General English

  • adverb completely


  • adjective with as much inside it as possible
  • adjective complete, including everything


  • A reference to lumber that is slightly oversize.


  • noun at the point in the trajectory of a well pitched-up ball where it reaches or passes the batsman while still in flight
    Citation ‘Lawson tried to york him and in fact Randall played all round a ball which passed his bat on the full and hit the base of the middle and off stumps’ (Henry Blofeld, Cricketer February 1983)

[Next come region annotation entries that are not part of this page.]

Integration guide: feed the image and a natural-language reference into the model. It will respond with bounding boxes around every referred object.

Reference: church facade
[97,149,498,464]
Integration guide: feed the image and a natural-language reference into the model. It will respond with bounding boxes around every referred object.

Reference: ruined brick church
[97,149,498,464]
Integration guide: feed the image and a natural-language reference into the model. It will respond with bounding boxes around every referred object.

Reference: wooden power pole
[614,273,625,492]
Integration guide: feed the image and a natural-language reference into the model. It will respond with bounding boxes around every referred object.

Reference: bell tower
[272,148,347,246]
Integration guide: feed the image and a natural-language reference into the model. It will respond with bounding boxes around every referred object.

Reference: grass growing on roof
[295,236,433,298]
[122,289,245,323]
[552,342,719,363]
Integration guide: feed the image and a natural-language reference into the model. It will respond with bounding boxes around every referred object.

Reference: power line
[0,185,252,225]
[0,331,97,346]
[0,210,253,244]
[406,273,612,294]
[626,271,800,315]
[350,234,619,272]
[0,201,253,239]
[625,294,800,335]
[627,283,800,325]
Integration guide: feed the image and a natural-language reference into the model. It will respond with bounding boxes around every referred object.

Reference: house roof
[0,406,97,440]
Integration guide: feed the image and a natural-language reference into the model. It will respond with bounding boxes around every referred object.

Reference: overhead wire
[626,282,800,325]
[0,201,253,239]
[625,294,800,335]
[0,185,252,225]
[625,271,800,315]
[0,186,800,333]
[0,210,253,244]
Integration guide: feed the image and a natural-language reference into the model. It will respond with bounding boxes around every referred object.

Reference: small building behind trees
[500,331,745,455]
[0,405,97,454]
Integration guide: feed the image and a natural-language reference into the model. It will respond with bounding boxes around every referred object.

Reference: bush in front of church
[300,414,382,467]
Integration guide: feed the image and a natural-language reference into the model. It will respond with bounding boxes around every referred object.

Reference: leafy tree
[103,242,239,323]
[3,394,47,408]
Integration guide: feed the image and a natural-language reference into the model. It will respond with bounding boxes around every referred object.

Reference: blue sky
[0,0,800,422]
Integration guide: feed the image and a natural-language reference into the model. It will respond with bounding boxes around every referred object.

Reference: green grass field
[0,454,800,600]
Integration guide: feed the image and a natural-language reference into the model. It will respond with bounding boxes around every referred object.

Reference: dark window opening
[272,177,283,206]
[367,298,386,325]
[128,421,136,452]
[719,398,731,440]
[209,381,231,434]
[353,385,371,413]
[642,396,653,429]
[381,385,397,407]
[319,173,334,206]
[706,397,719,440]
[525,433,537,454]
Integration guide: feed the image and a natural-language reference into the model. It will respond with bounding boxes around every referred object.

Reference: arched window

  • used to describe a wine with a round, rich flavour, normally as a good point, but sometimes implying that the wine is not elegant. When describing red wines, it normally refers to wine with higher levels of tannin and alcohol, e.g. Barolo or Châteauneuf-du-Pape wines. When describing white wines it normally refers to wines with high levels of alcohol or glycerol.

Origin & History of “full”

Full and its verbal derivative fill go back ultimately to the Indo-European base *plē-, which also produced Latin plēnus ‘full’ (source of English plenary, plenty, and replenish, and of French plein and Italian pieno ‘full’) and English complete, deplete (19th c.) (literally ‘unfill, empty’), implement, plebeian, plethora, plural, plus, replete (14th c.), supply, and surplus (14th c.). The Indo-European derivative *plnós passed into prehistoric Germanic as *fulnaz, which eventually became *fullaz, source of German voll, Dutch vol, and Swedish and English full. Fulfil dates from the late Old English period; it originally meant literally ‘fill full, fill up’.